Nutcase is my debut novel and tells the story of Aidan, a lad growing up in Sheffield in the 1990s. His mam and dad live on this rough estate and deal a bit of weed to top up their benefit, and his dad knocks him about but his mam lets him get away with murder. Gradually his violence escalates. He doesn’t look for trouble, he just brings it with him like dog mess smeared on his trainers. He sticks up for people, and that makes him a hero, so he keeps swinging, and gradually his life is spiralling out of control.
Although Nutcase is set in the modern world, it began with my reading of Icelandic sagas. Sagas are medieval stories about violent feuds between farmers, and they are weirdly like novels in some ways. They are about relatively normal people and the decisions they make, and the consequences of those decisions. But they are also very fast-paced and action-focused. They are not at all interested in telling us what characters think and feel.
I wanted to see what would happen if I tried to write a novel using the saga style.
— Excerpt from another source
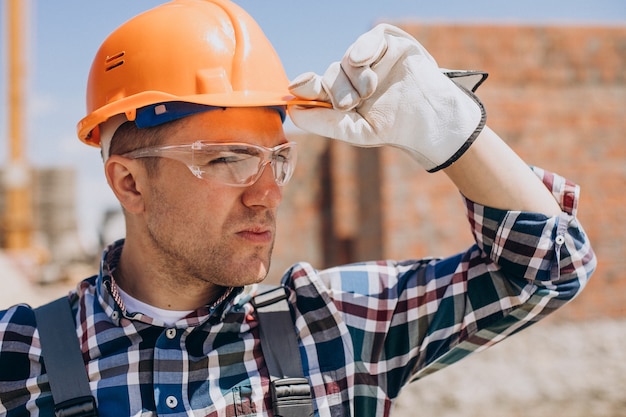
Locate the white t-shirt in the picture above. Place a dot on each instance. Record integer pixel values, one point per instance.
(133, 305)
So I had a go: Nutcase is a rewriting of The Saga of Grettir the Strong, updated to a modern setting. What surprised me was that Aidan’s story took on a life of its own. The original saga is full of violence and hardship, but it doesn’t leap out at the reader. When I translated that into the present, I ended up with a book full of violence, obscenity, sex, drugs and poverty. It also turned out to be a story about choices: good ones, bad ones, and how our choices come back to haunt us down the line.